Optimizing Kubernetes scalability and cost-efficiency with Karpenter

Published in

Miro Engineering

13 min readSep 26, 2023

In this post, you’ll learn the rationale and approach taken by Miro’s Compute team to enhance Kubernetes cluster scaling and efficiency. This was achieved by adopting groupless node pools using Karpenter and helped reduce the compute costs in non-production clusters up to 60%, while increasing production resources usage efficiency up to 95%.

Miro’s Kubernetes platform

Miro enables a new way of working that allows distributed teams of any size to create the next big thing, as they collaborate to solve critical problems and accelerate innovation across their organizations. Such an impactful mission will only be complete if internally the product teams at Miro are able to deliver, run, and secure features to end users in a timely and scalable manner. To empower this journey, since early 2021, Miro has adopted Kubernetes, powered by Amazon Elastic Kubernetes Service (EKS), as the next generation of Miro’s compute platform.

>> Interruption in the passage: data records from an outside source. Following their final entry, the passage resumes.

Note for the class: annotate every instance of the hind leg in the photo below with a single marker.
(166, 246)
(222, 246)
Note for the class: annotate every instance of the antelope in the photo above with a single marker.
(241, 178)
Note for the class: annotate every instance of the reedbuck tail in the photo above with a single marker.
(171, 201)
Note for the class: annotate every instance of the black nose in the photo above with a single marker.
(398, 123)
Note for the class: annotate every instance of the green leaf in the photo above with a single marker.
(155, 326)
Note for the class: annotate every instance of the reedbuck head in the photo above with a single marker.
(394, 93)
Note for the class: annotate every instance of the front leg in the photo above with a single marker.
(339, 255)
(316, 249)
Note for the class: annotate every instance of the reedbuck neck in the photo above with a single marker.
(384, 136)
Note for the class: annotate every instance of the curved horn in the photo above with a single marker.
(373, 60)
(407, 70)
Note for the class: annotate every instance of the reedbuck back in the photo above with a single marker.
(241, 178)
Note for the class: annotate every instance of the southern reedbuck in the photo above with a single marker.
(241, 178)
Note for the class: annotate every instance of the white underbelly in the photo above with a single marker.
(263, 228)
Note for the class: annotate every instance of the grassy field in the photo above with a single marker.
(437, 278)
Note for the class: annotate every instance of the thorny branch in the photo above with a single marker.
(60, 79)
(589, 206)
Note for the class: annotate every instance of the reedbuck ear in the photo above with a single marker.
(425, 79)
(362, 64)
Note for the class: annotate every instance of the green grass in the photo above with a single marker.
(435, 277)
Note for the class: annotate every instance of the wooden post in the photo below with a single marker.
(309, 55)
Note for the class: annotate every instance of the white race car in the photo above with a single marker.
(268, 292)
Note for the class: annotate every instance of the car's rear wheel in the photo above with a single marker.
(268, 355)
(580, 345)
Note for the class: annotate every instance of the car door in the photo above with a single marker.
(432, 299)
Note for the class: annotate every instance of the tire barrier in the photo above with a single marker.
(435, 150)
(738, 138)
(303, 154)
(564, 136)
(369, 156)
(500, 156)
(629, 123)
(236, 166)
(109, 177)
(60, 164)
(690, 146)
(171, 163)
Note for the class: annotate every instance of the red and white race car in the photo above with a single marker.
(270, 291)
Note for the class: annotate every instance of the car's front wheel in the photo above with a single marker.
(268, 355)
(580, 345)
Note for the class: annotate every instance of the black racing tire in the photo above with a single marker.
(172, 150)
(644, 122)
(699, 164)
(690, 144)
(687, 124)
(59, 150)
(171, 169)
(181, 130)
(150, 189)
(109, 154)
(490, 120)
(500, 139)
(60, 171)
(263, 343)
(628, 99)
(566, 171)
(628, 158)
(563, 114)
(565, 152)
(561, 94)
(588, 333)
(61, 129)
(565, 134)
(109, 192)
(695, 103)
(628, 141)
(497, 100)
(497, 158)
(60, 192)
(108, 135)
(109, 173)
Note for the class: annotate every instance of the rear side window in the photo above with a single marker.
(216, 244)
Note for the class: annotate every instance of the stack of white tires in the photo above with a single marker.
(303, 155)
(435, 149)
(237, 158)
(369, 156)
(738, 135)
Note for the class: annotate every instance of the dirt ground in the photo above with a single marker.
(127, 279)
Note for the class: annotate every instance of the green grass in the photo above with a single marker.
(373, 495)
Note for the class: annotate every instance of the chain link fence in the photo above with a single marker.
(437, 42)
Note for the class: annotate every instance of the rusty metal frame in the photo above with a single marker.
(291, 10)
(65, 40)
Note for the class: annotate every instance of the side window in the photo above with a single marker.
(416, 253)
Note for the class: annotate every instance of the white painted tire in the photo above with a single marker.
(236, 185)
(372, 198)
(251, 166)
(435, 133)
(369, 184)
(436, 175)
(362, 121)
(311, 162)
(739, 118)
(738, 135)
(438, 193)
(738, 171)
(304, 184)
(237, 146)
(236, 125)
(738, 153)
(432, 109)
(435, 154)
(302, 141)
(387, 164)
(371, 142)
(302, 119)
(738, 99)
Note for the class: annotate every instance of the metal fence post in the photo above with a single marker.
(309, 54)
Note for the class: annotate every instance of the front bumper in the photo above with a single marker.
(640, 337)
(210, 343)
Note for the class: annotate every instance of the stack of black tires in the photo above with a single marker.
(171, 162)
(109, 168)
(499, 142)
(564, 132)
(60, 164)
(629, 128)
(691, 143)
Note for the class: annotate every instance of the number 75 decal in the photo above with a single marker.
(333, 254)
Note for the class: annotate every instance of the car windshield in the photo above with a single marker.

Building a platform is an iterative process, with certain capabilities evolving over time. The cluster scaling, in particular, has seen significant advancements. Let’s walk through how Miro’s Kubernetes platform has evolved, now offering best-in-class compute scaling across the engineering organization.

EKS managed node groups

During the initial implementation, it was decided to adopt managed node groups and Cluster Autoscaler (CAS) for the data plane. This setup leveraged AWS building blocks, like EC2 Auto Scaling Groups (ASGs), to create group-based pools of instances as described in the image below:

Schematic showing group-based pools of instances. — Source: https://www.eksworkshop.com/docs/fundamentals/managed-node-groups/

EKS managed node groups are responsible for managing the lifecycle of the Auto Scaling Groups and Launch Templates, while the Cluster Autoscaler is responsible for increasing or decreasing the desired number of instances in the Auto Scaling group based on the current needs of the Kubernetes cluster runtime. This mechanism worked fine during the first year of the platform when the amount of workloads was considerably small and predictable. However, it didn’t take much time for the Compute team to realize that using such scaling architecture won’t scale and wouldn’t work well longterm.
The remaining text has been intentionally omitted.